I was born in Vienna, Austria, and I have always missed my family. Growing up in South America, I did have my parents with me, and I had a brother, an aunt and uncle, and a cousin, but I knew that I needed more than that. When I moved to the United States, and I heard my friends talking about other kids in the Jewish community who were related to them, I always envied them. I thought it would be so great to have people scattered around the city who were my family. I wanted to bump into someone down town or at a movie or a restaurant and tell my companion, “That’s my aunt” or “He’s my cousin.” It seemed to me that it gave them some special legitimacy to be connected as family to people around them. When I would hear about family reunions where there would be as many as a hundred people, I could hardly imagine how magnificent that would be.

When we lived in South America, my family consisted of the seven of us, and we all lived in the same house. When we came to the United States, four more people were added to my family group, but it still seemed quite meager. I knew that there were a few more aunts scattered around Europe and Asia and South America, but I never knew them or got letters or presents or birthday cards from them. My mother and father were each one of seven kids, and almost all of them had gotten married. I heard my mother talk about uncles and aunts and cousins she grew up around who were now missing from our lives. Where was everybody? What happened?
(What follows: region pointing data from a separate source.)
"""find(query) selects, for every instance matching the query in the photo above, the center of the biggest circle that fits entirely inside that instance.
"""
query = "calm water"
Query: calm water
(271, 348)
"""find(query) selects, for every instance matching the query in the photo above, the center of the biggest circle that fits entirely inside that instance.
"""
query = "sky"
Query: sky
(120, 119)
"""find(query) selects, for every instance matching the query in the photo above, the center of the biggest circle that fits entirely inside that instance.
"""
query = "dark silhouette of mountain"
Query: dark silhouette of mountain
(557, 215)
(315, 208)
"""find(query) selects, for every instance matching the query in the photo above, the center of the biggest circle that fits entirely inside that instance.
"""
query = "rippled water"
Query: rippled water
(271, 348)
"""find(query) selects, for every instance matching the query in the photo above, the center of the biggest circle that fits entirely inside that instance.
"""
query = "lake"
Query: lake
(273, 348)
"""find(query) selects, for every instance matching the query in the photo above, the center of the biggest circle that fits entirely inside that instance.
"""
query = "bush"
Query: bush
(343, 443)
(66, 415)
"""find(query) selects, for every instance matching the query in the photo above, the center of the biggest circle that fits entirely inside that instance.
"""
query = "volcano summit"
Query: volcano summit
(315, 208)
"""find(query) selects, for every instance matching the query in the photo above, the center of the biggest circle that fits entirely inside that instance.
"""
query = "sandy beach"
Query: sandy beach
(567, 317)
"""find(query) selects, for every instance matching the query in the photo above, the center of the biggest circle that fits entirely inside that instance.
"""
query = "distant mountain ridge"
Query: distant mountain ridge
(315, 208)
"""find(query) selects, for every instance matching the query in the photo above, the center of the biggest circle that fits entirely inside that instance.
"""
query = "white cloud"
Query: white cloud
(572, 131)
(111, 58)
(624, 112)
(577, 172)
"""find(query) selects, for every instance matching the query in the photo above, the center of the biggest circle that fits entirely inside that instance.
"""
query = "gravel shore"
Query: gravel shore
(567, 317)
What happened was the Holocaust. People were snatched out of their lives, and many were murdered. Those who survived were scattered and in no situation to start a family in their precarious situations. As a result, I didn’t have the cousins I was meant to have. I felt the emptiness in my soul.

When I was a young woman, I went on a vacation to Florida, and there I saw my first banyan tree. This tree sprout roots that look like fronds that hang down from its branches. When these fronds reach the ground, they dig in, form roots, and eventually become new trunks that get thicker and stronger and then send out their own branches that will again send down new growth. This tree can grow to take up acres of land, and it is quite a phenomenal sight. In some parts of the world, people live in these trees by hanging partitions and dividing the space into rooms. In Florida, I saw a number of banyan trees that took up a whole yard next to someone’s house. However, most of the banyans were much smaller. Their growth was controlled by humans, who had cut off the fronds before they could reach the ground and set down roots and become trunks.
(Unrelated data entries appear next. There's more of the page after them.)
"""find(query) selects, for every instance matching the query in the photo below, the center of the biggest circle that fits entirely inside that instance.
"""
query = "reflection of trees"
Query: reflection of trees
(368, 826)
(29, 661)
I was tremendously touched when this was described to me. I remember fighting back tears and feeling a deep grief well up inside of me. I remember thinking that this tree was the perfect metaphor for what had happened to my family and to so many other Jewish families in Europe. Hitler had cut us down and deprived us of our destiny. I bought a few postcards with pictures of this tree, and I taped one on my refrigerator when I got back home. It was like a memorial to my missing family. I continue to hold a special affection for the banyan tree.

I am so grateful that I was able to send down my own root fronds and that they all took hold and continued to sprout more fronds who are now growing to be strong trunks, and that I have been fortunate enough to witness this growth. I am the only person in my family who has been so blessed, and not a day goes by that I don’t appreciate this miracle. It is my personal revenge and victory. I know that all of us who have been able to survive and produce children after the Holocaust have the same feelings. We treasure our children and our grandchildren. They are the proof that we will endure as a people.